Magical thinking: nuclear submarines and Australia’s Maginot Line of the imagination

Oct 4, 2021
Submarines US Australia Collins class.

The relationship between defence policy and the nuclear powered submarines has generated a lot of magical thinking.

Defence planning takes place at the intersection of threats, geography, time, and military capability. It deals pragmatically with reality. That is, which threats are credible, when will they emerge, and the relative strength of the forces during the planning period.

The consensus seems to be that over the coming decades the most demanding potential missions for the Australian Defence Force are to join a US coalition against China in East Asia, or to defend Australian sovereign territory, maritime or terrestrial, against Chinese aggression.

In an informative paper, Marcus Hellyer has produced a table based on current information showing that a nuclear submarine capability might not be fielded until well into the late-2050s. If so, nuclear submarines will play no role in Australia’s defence planning for a minimum of at least 35 to 40 years.

The putative strategic benefits the nuclear submarines might provide before then are imaginary. By the late-2050s the strategic environment in East Asia will undoubtedly have shifted radically; whether in China’s or in the US’s favour is unknowable. So Australia’s eight submarines, maybe three deployable, are probably going to be of marginal relevance beyond 2050.

Even if by some miracle Australia was able to deploy two or three nuclear powered submarines on operations much earlier, say the mid-2040s, that still won’t meet Michael Keating’s criteria that “[T]he reason we need nuclear submarines is precisely because we must be able to defend Australia on our own”. Or that the nuclear powered submarine “would make any country think again about attacking us,” as he and Jon Stanford assert.

For the next three decades at least Australia simply won’t have a nuclear submarine capability. These interrelated ideas — that Australia could actually independently defend itself because of the addition of the nuclear submarines and that therefore China would be deterred — both suffer from the same faulty strategic thinking.

Of course China would think seriously about whether or not to use military force against Australia. Moreover, like any nation, if China’s motive was sufficiently important it still would act. That’s the strategically important point.

Keating’s notion that a nation can “deter possible aggression by [its] ability to impose heavy costs on the attacker” ignores the costs on the defender.

The costs of conflict are always relative and the very powerful states can absorb costs, when considered necessary, that are beyond smaller states. If, in the real world, China has sufficient reason to attack Australia to defend its interests, the asymmetry in the forces means that it would do so, even if the imaginary submarines magically materialised.

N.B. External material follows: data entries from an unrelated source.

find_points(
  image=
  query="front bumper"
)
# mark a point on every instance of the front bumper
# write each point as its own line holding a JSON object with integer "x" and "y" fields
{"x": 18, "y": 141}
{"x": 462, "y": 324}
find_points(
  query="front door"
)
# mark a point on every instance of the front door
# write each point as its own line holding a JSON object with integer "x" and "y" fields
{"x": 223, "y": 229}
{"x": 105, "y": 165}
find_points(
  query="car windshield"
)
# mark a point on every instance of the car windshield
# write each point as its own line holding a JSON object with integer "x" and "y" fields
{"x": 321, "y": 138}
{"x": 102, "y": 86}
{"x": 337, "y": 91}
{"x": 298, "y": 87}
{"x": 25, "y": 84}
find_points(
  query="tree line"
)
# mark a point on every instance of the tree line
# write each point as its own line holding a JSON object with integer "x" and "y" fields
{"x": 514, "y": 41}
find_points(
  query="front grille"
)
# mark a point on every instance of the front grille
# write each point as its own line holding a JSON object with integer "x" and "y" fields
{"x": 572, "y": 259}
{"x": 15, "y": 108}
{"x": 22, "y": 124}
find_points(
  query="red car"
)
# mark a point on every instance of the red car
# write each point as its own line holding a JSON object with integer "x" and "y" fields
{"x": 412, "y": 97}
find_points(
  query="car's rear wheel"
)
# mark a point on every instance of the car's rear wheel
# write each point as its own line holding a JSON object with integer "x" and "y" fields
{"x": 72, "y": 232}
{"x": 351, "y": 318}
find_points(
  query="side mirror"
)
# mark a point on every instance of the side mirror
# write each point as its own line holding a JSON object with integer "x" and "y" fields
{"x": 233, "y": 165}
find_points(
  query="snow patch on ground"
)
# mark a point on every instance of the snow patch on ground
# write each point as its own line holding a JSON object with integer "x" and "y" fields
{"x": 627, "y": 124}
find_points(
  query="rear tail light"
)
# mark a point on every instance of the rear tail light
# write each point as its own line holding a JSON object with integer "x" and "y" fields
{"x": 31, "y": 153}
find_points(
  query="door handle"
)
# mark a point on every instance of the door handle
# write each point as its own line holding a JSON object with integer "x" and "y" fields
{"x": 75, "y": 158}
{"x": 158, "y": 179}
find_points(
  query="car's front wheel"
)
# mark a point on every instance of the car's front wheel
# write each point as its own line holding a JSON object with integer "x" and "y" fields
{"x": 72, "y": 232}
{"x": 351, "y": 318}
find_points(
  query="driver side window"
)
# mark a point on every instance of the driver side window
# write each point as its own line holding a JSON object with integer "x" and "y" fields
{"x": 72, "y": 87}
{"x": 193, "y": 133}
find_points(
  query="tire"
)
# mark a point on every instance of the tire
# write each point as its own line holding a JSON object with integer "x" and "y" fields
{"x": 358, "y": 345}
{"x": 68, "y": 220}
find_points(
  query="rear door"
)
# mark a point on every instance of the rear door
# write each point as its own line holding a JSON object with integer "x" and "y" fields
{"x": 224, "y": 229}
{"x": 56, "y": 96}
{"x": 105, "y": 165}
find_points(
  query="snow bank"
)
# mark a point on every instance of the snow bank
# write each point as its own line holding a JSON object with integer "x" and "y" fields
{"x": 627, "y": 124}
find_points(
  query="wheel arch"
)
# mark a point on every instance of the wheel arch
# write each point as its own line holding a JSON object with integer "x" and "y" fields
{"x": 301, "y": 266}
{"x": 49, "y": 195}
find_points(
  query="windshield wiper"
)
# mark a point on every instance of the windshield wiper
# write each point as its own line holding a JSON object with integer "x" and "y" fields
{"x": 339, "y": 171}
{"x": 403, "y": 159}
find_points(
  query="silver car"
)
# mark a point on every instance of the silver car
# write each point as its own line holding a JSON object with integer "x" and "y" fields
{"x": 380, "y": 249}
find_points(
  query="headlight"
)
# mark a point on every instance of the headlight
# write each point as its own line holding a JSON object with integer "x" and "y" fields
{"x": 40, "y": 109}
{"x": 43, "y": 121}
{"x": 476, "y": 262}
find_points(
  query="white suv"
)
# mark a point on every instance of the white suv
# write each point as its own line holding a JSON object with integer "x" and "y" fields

In addition, in military operations costs can be avoided or minimised by planning and superior tactical effectiveness, as well as by overwhelming force. Over the next several decades, China would have many other options than exposing its forces to the  limited number of nuclear submarines Australia could deploy, if Australia had them. Even if China were concerned, 30 years would give its planners plenty of time to plan and act well before Australia had a credible nuclear submarine capability.

But some costs are unavoidable in war and what is an acceptable cost is just a factor in the strategic calculation. The sheer asymmetry between the Chinese and Australian forces means, that in the absence of the US, China could accept costs that would prove catastrophic for Australia. That’s the definition of winning.

It is foolish to believe that China would launch an assault against Australian territory or assets just because they could and without a national interest being at stake. Although the prospect that they might undertake military action in a bilateral crisis is increased by their capacity to do so. It would be magical indeed to believe the Chinese would discount their chances of success because of nuclear submarines that don’t exist.

The magical thinking of the nuclear submarine advocates imbues the vessels with the mystical power that the French placed in the Maginot Line, even though they are only imaginary. Unlike the Maginot Line, because the submarines don’t exist, and won’t for decades, if ever, a potential aggressor doesn’t have the incentive to come up with tactical solutions in the same way as the Germans when confronted by French fortifications in 1940.

An East Asian war is less likely if the US withdraws, but then Australia could not be defended against a determined, committed, and unconstrained China, submarines or no submarines. Even Michael Keating thinks that “looking ahead another 20 years, it is doubtful whether the Americans will still be maintaining a presence off the coast of China”.

Doing the sums, Australia is likely to be facing China alone from 2040. On Hellyer’s analysis that is still twenty years away from a credible nuclear submarine capability. Unless the Americans are also indulging in magical thinking, they cannot be relying on the Australian submarines to contribute to a war for a long time. Logically, it is only the prospect access to Australian bases that is important to the US.

The incontrovertible fact is that submarines that don’t exist cannot either defend or deter. It is magical thinking to believe imaginary capabilities can be part of a real defence policy.